Kopya çeker miydi derseniz, evet. Tüm sınıfça ve belki de en fazla Şebnem tarafından üstüme yapıştırılan “İnek” lakabının hakkını verecek şekilde, bizim sıramız kopya dağıtım merkeziydi. Arka sıra da haliyle bu durumdan iyi bir şekilde faydalanmalıydı. (Elbette hiç dozunu kaçırmadığımızı da ifade etmem gerek.)
*
Gelelim biraz da işin psikolojik kısmına.
Şebnem’in hayatta en çok değer verdiği şey, herhalde onun doğum günleriydi. Öyle ki onun doğumgünü, bir sonraki doğumgününün 365 gün öncesiydi. Daha ilk günden saymaya başlardı. Zaten ilerleyen yaşlarda da liseden aldığı bu temeli arttırarak devam etmişti.
Diğer yandan, hepimiz gibi o da bir “ergen”di. Onun da ailesiyle bir kuşak farkı vardı. İsyanları, değiştirmek istedikleri, hedefleri… En çok da tam bir ablaydı. O ergenliğin içinde küçük kardeşi Meltem’le ilgili endişe duyardı, evde ona nasıl yansıttığını bilemem ama kardeşinin geleceğini çok önemserdi. İyi bir ablaydı.
En büyük hayali Ali Koç ile tanışmaktı. Şebnem benden de koyu bir Fenerbahçeliydi ama o dönem Ali Koç başkan değildi. Hayalini fazlasıyla gerçekleştirdi: Hem Fenerbahçe antrenmanlarına katıldı, hem de Ali Koç ile tanıştı. Ancak elbette hastalığıyla ilgili kampanyalarda onların da yer alacağını hiçbirimiz tahmin edemezdik.
Akademisyen olmak ister miydi, bence hayır.

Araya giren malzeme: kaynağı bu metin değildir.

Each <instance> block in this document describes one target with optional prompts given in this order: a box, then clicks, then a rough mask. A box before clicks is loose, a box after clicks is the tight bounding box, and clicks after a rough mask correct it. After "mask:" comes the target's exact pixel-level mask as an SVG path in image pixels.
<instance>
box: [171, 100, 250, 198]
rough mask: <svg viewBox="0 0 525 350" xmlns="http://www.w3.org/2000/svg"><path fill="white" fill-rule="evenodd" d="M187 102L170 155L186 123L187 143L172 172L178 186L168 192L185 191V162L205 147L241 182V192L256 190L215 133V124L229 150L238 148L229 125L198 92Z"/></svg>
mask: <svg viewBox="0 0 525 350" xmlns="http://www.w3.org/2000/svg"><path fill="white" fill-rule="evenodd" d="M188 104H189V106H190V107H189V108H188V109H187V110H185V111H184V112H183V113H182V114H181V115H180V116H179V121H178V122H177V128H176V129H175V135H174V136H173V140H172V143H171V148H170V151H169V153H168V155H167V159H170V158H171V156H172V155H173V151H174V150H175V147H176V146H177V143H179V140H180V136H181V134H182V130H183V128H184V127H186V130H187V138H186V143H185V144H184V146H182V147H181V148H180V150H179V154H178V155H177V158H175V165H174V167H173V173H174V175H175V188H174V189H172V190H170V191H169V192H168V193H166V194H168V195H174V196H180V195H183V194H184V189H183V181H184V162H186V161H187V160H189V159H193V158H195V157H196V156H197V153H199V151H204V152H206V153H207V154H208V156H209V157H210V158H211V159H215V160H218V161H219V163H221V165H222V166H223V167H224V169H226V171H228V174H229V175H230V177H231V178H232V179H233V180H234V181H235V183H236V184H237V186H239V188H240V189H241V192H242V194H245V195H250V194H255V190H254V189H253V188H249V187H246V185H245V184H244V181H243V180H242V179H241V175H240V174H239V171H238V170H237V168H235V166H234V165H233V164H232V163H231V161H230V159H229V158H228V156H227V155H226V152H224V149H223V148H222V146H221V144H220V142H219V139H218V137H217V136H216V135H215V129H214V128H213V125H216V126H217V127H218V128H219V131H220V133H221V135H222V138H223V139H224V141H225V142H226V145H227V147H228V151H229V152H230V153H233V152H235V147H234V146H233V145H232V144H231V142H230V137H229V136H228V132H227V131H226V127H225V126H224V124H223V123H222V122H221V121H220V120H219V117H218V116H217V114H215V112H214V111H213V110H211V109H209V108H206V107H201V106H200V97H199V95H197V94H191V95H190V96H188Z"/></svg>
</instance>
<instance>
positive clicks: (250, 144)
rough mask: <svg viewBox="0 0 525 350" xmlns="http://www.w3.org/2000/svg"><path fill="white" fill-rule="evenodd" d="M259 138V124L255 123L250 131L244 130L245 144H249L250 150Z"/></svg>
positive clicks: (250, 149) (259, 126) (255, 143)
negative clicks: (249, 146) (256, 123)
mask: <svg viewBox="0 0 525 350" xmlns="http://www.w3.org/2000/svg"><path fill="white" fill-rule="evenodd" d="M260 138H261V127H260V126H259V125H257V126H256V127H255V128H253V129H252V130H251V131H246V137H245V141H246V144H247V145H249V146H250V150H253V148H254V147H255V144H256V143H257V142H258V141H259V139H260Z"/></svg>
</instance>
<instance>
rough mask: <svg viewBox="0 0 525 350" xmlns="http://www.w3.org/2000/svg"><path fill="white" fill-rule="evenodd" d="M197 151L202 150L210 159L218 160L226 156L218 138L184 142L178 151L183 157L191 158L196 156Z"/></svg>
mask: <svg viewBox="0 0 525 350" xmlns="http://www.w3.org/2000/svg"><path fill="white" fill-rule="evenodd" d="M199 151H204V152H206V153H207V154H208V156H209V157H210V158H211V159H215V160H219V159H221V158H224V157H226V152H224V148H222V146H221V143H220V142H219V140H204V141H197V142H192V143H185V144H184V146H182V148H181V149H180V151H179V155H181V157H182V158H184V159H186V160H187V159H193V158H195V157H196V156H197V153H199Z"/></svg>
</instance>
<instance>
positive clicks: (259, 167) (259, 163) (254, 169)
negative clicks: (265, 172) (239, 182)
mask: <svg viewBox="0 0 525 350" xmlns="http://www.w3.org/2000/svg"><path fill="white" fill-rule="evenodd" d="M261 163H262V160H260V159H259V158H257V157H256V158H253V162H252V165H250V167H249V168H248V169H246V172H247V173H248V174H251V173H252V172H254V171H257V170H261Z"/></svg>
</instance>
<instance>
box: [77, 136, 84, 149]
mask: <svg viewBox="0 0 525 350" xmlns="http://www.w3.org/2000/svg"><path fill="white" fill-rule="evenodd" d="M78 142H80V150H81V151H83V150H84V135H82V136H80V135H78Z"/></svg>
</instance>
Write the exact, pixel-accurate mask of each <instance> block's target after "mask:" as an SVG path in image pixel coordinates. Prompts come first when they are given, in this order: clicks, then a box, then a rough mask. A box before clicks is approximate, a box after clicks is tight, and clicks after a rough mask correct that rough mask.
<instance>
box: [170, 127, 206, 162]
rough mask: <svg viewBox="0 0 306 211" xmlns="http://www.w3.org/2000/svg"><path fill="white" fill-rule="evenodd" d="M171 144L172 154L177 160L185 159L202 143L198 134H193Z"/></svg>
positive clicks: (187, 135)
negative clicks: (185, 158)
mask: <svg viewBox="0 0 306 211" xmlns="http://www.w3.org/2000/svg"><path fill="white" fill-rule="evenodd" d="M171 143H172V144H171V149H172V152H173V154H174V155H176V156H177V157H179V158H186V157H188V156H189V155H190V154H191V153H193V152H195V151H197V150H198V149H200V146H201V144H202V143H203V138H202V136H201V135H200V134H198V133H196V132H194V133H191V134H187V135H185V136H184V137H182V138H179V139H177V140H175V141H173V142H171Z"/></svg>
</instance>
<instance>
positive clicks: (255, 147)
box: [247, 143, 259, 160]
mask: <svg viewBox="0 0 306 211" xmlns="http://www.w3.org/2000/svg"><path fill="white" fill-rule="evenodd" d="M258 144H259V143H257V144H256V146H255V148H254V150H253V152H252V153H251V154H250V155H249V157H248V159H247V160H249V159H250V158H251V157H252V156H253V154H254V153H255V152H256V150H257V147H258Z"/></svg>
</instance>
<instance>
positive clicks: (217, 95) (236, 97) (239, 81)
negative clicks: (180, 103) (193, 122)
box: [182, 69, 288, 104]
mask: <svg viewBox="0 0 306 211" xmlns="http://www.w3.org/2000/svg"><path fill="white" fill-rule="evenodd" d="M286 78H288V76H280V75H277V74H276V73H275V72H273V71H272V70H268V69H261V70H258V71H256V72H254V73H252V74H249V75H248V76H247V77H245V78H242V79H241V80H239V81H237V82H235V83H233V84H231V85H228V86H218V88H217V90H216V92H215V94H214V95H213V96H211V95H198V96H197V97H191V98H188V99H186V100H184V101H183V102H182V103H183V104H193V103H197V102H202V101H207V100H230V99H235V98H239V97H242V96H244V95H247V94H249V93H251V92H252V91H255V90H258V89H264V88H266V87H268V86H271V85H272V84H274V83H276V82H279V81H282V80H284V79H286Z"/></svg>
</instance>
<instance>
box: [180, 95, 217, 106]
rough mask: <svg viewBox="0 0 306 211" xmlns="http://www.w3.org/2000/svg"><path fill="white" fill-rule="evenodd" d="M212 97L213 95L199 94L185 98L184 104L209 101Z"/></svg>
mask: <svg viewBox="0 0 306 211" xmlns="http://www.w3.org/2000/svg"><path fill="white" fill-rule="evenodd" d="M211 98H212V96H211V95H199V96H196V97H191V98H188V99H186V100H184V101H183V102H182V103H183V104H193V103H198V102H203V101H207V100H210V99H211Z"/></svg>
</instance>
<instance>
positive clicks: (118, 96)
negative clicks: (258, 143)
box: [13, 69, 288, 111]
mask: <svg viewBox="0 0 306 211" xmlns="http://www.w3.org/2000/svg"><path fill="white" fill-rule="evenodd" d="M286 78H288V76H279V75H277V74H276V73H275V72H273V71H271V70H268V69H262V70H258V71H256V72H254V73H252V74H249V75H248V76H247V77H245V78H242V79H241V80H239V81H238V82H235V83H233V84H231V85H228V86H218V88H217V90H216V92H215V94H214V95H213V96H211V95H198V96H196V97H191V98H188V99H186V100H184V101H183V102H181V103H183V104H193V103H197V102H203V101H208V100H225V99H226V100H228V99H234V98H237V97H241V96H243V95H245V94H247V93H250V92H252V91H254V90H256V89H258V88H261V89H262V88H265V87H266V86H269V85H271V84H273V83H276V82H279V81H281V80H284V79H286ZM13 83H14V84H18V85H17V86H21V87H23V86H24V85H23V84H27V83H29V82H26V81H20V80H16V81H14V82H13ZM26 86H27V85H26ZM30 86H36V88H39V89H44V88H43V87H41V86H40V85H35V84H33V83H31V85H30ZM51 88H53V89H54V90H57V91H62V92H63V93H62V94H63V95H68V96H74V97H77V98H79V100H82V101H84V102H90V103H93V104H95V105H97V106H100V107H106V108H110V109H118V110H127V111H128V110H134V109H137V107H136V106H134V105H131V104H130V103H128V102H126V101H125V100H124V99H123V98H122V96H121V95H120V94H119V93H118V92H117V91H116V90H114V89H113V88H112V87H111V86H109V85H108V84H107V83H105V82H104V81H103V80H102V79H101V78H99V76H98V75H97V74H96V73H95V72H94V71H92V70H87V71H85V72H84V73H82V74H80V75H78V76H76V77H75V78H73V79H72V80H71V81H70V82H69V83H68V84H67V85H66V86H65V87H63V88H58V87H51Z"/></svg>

Girişimciydi, yeni şeyler duymayı, daha farklı noktalardan bakmayı severdi. Bu özelliğini de bence sıradan bir akademisyen olmayarak gösterdi. O öğrencileriyle iç içe daha farklı yapıdaki bir sistemin savunucusuydu.
Benzeri görüşü siyaset için de taşırdı. Ona göre herhalde en kötü şey “dostlar alışverişte görsün” siyasetiydi. Onun için bir siyasetçi sırf varlığı, birikimi ve tarzıyla sürekli yenilik getirecek ve kitleleri ciddi anlamda etkileyebilecek bir kişi olmalıydı. Lise sonraki görüşmelerimizde de politik yaklaşımım ve stratejimde onun görüşlerini de barındırdığımı itiraf etmem gerekir.
*
Her hikayenin bir sonu var. Maskeli Şebnem gerçekten çok ilham verici bir hikaye ve henüz daha bitmedi.
Ancak açık yüreklilikle söyleyeyim ki, maske öncesi Şebnem’in hikayesi, Maskeli Şebnem’den çok daha etkileyici. Denemek- yanılmak-hedeflemek-başarmak temelinde birlikte eğlenceli bir zaman geçirebildiğiniz bir arkadaşı her zaman bulamayabilirdiniz.
Şebnem’in hikayesinin, Şebnem’den sonra yazılacak kısmının ilk cümlesiyle bitirelim: Hep güzel anılarda hatırlanacaksın.